- Born: May 5, 1961 (age 64) Chingola, Rhodesia and Nyasaland, United Kingdom
- Education: University of KwaZulu-Natal (PhD)
- Occupation(s): Theologian, General Secretary United Church in Zambia
- Employer: United Church of Zambia Theological University.
- Spouse: Fred Kabonde ​(died 2020)​

= Peggy Mulambya-Kabonde =

Zambian feminist theologian

Peggy Mulambya-Kabonde (born 5 May 1961) is a Zambian feminist theologian and the first female General Secretary of the United Church of Zambia.

== Early life and education ==
Peggy Mulambya-Kabonde was born on May 5, 1961, in Chingola, a town in Zambia's Copperbelt Province.

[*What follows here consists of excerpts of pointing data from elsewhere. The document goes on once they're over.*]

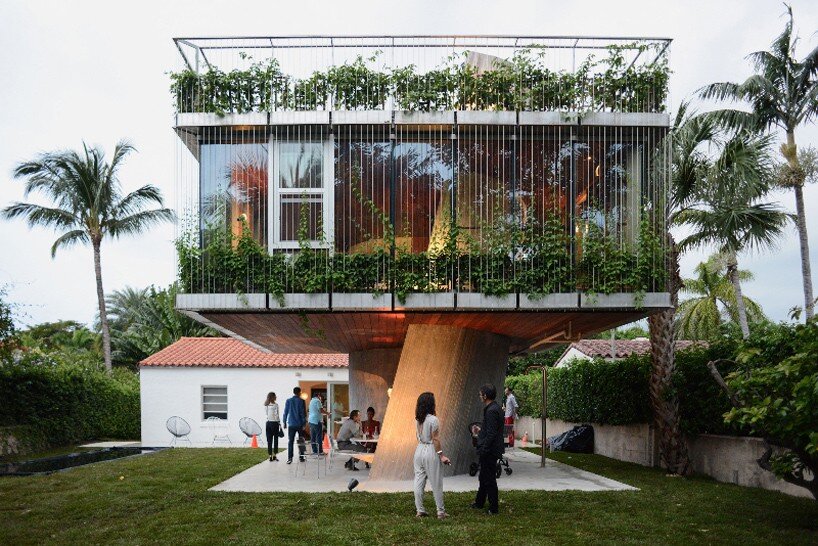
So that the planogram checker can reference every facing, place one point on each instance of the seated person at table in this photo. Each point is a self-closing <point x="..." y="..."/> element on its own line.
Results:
<point x="370" y="427"/>
<point x="349" y="429"/>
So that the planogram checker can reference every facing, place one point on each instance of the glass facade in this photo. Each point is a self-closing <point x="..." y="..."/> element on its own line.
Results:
<point x="233" y="181"/>
<point x="486" y="209"/>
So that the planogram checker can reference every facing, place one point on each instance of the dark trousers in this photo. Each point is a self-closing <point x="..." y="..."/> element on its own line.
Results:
<point x="488" y="482"/>
<point x="291" y="433"/>
<point x="317" y="437"/>
<point x="272" y="437"/>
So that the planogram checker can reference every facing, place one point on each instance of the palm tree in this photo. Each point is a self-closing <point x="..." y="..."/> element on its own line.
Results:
<point x="88" y="206"/>
<point x="713" y="301"/>
<point x="689" y="140"/>
<point x="727" y="210"/>
<point x="152" y="321"/>
<point x="784" y="94"/>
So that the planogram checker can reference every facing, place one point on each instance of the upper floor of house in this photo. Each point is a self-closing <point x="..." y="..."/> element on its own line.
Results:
<point x="463" y="171"/>
<point x="421" y="74"/>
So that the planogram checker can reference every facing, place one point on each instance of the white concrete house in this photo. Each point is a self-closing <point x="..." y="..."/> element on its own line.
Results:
<point x="196" y="378"/>
<point x="611" y="349"/>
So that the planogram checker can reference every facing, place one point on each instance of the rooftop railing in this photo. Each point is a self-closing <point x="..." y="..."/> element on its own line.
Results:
<point x="421" y="73"/>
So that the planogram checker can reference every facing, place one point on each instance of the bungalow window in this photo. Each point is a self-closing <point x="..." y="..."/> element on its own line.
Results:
<point x="214" y="402"/>
<point x="302" y="175"/>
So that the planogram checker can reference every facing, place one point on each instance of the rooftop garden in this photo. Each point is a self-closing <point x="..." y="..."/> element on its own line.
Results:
<point x="611" y="82"/>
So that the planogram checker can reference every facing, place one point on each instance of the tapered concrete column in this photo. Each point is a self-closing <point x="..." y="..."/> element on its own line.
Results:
<point x="452" y="363"/>
<point x="371" y="373"/>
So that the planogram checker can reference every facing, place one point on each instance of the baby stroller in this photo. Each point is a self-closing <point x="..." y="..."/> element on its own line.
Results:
<point x="502" y="462"/>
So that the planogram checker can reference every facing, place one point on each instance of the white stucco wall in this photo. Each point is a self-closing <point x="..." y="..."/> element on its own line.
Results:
<point x="168" y="391"/>
<point x="570" y="355"/>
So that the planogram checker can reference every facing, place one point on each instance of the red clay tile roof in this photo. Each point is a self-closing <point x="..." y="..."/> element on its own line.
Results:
<point x="229" y="352"/>
<point x="602" y="348"/>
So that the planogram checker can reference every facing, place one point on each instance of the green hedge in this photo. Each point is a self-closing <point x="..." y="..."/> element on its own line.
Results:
<point x="616" y="393"/>
<point x="70" y="403"/>
<point x="702" y="403"/>
<point x="595" y="391"/>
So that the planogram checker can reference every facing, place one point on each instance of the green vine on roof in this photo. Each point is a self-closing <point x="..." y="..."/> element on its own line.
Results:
<point x="520" y="83"/>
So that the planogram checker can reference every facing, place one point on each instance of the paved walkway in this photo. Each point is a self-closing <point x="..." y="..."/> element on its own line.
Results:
<point x="313" y="478"/>
<point x="121" y="443"/>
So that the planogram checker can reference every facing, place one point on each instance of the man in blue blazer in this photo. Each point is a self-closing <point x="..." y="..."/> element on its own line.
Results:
<point x="295" y="417"/>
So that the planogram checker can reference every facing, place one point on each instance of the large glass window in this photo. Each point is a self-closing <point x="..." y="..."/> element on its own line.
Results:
<point x="423" y="189"/>
<point x="233" y="184"/>
<point x="214" y="402"/>
<point x="362" y="174"/>
<point x="302" y="171"/>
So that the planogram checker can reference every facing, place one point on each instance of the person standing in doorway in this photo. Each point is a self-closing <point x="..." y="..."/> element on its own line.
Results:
<point x="316" y="420"/>
<point x="510" y="414"/>
<point x="273" y="425"/>
<point x="489" y="449"/>
<point x="350" y="428"/>
<point x="429" y="458"/>
<point x="295" y="417"/>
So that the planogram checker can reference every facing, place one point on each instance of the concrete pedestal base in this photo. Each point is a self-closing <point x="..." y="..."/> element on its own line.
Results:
<point x="371" y="373"/>
<point x="452" y="363"/>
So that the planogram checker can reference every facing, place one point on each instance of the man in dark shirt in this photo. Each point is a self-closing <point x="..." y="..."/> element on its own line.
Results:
<point x="295" y="417"/>
<point x="489" y="449"/>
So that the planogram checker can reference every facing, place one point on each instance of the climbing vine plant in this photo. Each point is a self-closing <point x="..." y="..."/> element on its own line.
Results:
<point x="523" y="82"/>
<point x="535" y="260"/>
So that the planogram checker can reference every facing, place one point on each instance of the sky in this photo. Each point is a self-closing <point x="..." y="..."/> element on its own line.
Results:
<point x="97" y="72"/>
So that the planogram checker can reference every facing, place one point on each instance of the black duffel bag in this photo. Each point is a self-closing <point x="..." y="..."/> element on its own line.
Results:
<point x="579" y="439"/>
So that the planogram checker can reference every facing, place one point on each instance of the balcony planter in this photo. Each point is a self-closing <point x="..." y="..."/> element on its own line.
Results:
<point x="301" y="301"/>
<point x="361" y="301"/>
<point x="215" y="120"/>
<point x="649" y="300"/>
<point x="295" y="117"/>
<point x="549" y="118"/>
<point x="434" y="300"/>
<point x="569" y="300"/>
<point x="361" y="117"/>
<point x="424" y="118"/>
<point x="486" y="117"/>
<point x="198" y="302"/>
<point x="476" y="300"/>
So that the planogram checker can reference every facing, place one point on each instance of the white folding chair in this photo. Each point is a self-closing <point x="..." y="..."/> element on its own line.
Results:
<point x="179" y="430"/>
<point x="219" y="429"/>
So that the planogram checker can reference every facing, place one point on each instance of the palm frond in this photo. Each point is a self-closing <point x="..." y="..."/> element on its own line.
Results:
<point x="136" y="200"/>
<point x="138" y="222"/>
<point x="69" y="239"/>
<point x="38" y="215"/>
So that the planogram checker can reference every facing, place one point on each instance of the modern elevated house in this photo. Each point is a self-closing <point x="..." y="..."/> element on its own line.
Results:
<point x="426" y="204"/>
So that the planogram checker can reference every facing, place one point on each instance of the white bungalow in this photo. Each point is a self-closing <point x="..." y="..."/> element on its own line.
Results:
<point x="198" y="378"/>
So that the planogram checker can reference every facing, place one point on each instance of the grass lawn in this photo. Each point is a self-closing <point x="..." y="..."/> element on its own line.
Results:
<point x="163" y="498"/>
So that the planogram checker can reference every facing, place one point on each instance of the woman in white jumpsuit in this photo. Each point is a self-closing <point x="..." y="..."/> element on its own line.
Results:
<point x="429" y="458"/>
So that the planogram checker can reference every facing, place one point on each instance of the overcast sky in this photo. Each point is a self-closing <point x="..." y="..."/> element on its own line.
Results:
<point x="96" y="71"/>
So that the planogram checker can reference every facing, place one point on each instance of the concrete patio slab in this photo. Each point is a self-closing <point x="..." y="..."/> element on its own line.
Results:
<point x="527" y="475"/>
<point x="120" y="443"/>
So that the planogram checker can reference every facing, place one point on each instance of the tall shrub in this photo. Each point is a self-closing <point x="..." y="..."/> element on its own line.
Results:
<point x="68" y="400"/>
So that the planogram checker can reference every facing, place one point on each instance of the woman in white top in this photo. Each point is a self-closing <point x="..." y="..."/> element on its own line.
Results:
<point x="273" y="425"/>
<point x="429" y="458"/>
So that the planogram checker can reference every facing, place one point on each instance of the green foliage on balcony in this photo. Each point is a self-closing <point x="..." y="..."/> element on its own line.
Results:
<point x="521" y="83"/>
<point x="534" y="262"/>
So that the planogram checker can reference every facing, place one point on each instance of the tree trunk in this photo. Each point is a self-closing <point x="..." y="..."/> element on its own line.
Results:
<point x="103" y="315"/>
<point x="801" y="225"/>
<point x="665" y="404"/>
<point x="741" y="307"/>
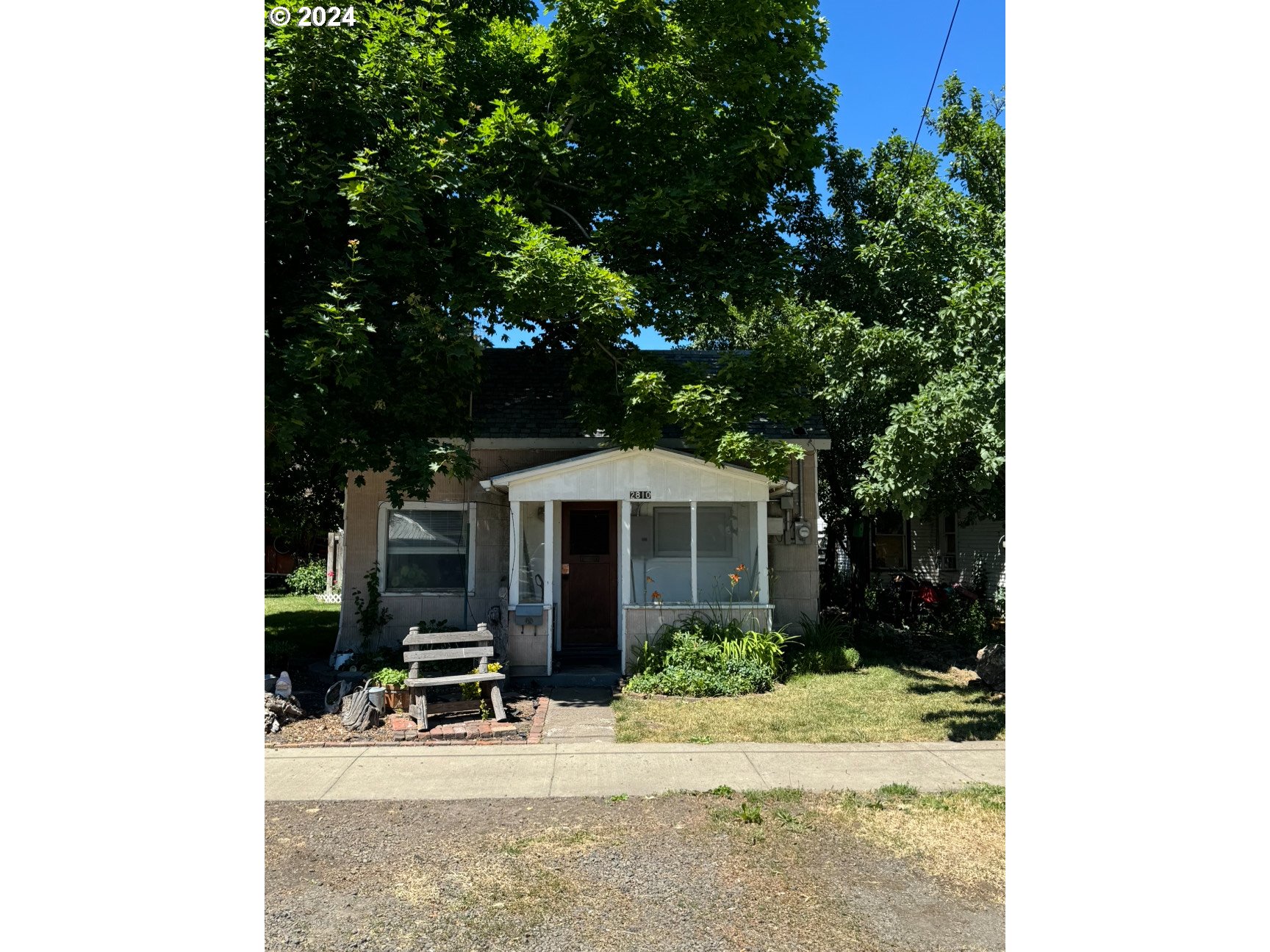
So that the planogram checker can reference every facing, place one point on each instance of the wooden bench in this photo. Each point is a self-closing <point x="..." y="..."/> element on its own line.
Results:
<point x="481" y="646"/>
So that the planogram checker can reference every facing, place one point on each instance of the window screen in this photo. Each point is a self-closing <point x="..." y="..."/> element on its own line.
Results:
<point x="891" y="549"/>
<point x="427" y="549"/>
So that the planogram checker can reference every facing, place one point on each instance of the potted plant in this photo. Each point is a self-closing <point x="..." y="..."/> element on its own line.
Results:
<point x="395" y="693"/>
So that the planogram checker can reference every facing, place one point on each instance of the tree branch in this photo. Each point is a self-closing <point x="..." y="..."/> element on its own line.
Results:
<point x="586" y="235"/>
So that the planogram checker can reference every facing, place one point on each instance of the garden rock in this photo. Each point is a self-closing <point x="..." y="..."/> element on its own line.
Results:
<point x="280" y="711"/>
<point x="991" y="667"/>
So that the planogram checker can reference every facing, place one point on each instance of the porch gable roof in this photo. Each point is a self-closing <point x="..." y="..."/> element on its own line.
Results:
<point x="615" y="474"/>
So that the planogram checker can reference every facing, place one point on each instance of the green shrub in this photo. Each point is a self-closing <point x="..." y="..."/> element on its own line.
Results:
<point x="308" y="579"/>
<point x="371" y="612"/>
<point x="727" y="679"/>
<point x="390" y="677"/>
<point x="823" y="648"/>
<point x="705" y="646"/>
<point x="471" y="690"/>
<point x="830" y="660"/>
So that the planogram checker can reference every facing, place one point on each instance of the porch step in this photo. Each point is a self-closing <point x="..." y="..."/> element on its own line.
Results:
<point x="577" y="678"/>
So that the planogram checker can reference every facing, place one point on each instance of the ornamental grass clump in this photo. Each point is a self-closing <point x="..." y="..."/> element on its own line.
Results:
<point x="823" y="648"/>
<point x="681" y="662"/>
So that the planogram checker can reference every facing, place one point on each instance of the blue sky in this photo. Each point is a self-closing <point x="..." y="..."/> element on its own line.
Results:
<point x="882" y="55"/>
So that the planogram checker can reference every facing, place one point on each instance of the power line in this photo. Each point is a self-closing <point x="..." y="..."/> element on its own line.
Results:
<point x="933" y="80"/>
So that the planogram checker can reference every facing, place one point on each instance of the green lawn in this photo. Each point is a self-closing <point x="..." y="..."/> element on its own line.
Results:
<point x="298" y="630"/>
<point x="878" y="704"/>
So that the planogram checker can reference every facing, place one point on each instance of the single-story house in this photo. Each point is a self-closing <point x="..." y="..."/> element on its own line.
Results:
<point x="574" y="554"/>
<point x="952" y="549"/>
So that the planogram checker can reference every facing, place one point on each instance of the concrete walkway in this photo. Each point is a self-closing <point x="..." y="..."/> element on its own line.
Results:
<point x="579" y="716"/>
<point x="603" y="768"/>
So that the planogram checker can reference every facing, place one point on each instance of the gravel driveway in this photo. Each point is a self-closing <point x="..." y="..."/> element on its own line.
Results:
<point x="667" y="873"/>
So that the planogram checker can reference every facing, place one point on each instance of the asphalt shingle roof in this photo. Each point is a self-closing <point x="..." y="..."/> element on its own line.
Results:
<point x="525" y="395"/>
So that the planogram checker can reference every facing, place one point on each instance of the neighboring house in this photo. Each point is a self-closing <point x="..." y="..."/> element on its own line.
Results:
<point x="574" y="554"/>
<point x="952" y="549"/>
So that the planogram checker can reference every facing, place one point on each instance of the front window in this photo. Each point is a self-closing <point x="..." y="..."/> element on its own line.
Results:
<point x="426" y="550"/>
<point x="947" y="558"/>
<point x="891" y="541"/>
<point x="672" y="531"/>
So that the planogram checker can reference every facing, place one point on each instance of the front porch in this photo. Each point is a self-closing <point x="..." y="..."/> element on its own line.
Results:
<point x="607" y="547"/>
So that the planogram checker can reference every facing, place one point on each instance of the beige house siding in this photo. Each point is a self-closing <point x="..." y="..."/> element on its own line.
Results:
<point x="794" y="578"/>
<point x="527" y="652"/>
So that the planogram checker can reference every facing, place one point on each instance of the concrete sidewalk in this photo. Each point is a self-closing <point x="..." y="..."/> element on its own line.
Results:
<point x="600" y="768"/>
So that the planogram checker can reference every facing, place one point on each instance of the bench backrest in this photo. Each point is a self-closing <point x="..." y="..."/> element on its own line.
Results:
<point x="448" y="638"/>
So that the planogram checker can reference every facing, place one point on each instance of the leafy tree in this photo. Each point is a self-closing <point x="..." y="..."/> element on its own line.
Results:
<point x="900" y="320"/>
<point x="442" y="167"/>
<point x="912" y="347"/>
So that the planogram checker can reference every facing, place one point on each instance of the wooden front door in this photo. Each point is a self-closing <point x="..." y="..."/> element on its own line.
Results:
<point x="588" y="577"/>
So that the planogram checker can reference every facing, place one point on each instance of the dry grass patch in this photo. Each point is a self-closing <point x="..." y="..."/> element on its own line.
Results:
<point x="878" y="704"/>
<point x="958" y="837"/>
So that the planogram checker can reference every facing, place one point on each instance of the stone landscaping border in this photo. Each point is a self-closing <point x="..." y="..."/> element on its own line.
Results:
<point x="406" y="732"/>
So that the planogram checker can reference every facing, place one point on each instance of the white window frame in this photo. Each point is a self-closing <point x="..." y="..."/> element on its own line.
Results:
<point x="687" y="511"/>
<point x="382" y="549"/>
<point x="905" y="533"/>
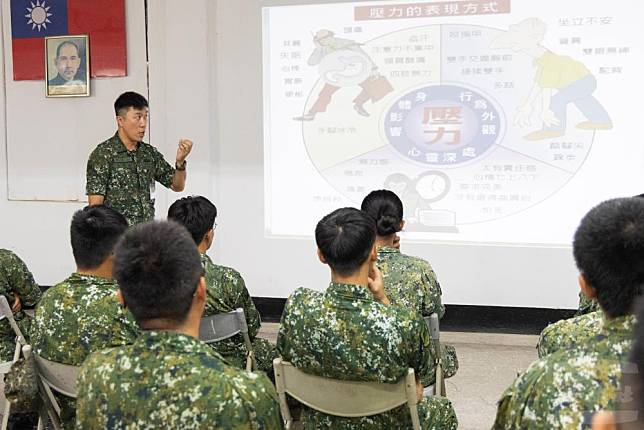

She is the fifth of nine children whose father worked in the mining industry and whose parents were active in the local Christian church.

She began her education at Kapopo Primary School and later attended Twatasha Primary School, joining the Girls Brigade while in grade 4. After passing her grade 7 examinations, she attended Chikola Secondary School before moving to Mporokoso Secondary School, where she completed her form five examinations in 1981.

Kabonde has a PhD in Gender and Theology from the University of KwaZulu-Natal in South Africa.

==Career==
Kabonde is a pastoral minister with the Methodist and United Reformed Churches in the United Kingdom and an ordained minister in the United Church in Zambia. She was married to Fred Kabonde until his death in 2020.

She is the Southern Africa Coordinator of the Circle of Concerned African Women Theologians, an organization she joined in 1989. She was a professor at the United Church of Zambia Theological University. She also served as the chaplain at the University of Zambia interdenominational church and the Ecumenical and Engagement officer on campus. As of early 2018, she was the first female General Secretary of the United Church in Zambia.

Kabonde's research interests include gender justice, gender and leadership in the church, theology about gender and ecology, and "the inclusivity of all God’s creation". Her theology surrounding the "transforming gender equalities in the era of HIV/AIDS" has been called "most articulate". According to the United Church of Canada, "Kabonde has a long and abiding interest in gender justice issues in church and society and has been involved with many organizations working with these, and other social justice issues in Africa and globally".

== Works cited ==
- Fiedler, Rachel NyaGondwe (2017). A History of the Circle of Concerned African Women Theologians 1989-2007. Mzuni Press. ISBN 99960-45-22-6.